Animals

Country diary: Is this the last ring ouzel of southern England? | Country diary


There is a hollow ache in the air, a void that the calls of meadow pipits and wheatears cannot fill. I follow the moorland path – as I have done innumerable times over the last 10 years. Every so often I stop to listen, to scan the granite boulders and stunted trees in this west Dartmoor river valley. But there is no sign of the upland bird that has always made the rocky terrain its home in spring and summer.
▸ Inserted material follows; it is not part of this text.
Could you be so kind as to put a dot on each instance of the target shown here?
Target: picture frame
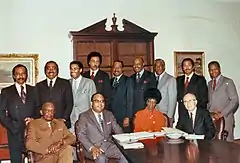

The simple piping song of males, piercing the rush of wind and water, is absent. It feels as though this muted landscape shares my grief at the loss.

For the past decade, I have helped experts monitor the isolated nest sites of one of Dartmoor’s rarest breeding birds, a migrant mountain blackbird called the ring ouzel. When I started there were a dozen or more pairs scattered across the national park. Numbers gradually halved, and in 2020 just two breeding pairs were located.

Ring ouzels have regularly nested amid the heather and bilberry in this rocky west Dartmoor valley.
Ring ouzels have regularly nested amid the heather and bilberry in this rocky west Dartmoor valley. Photograph: Charlie Elder

In April this year I spent time observing a lone male who sang from the heather-covered flanks of this valley without answer, and eventually moved on. So far, the picture is much the same elsewhere on the moor. They can be elusive, but it looks as though, for the first time, no ring ouzels may nest this season on Dartmoor, their last outpost in southern England.

Reasons for their decline are unclear, with disturbance and predation, grazing patterns and climate change among potential factors, and they also face challenges overseas on southerly wintering grounds and during migration. If they disappear – as they have from the other West Country uplands of Exmoor and Bodmin Moor – it would be optimistic to expect them to make a meaningful return. And Dartmoor would be diminished without the element of wilderness these hardy travellers bring.

As I walk, I spot concealed crevices amid the tors where pairs of ring ouzels previously raised young; the perches from which white-chested males claimed territories; the grassy areas where females gathered worms for a growing brood. Now this valley, which once cradled such life, seems subdued, bereft. After years of declining numbers, I feared this day might come. Silence. This is what extinction sounds like.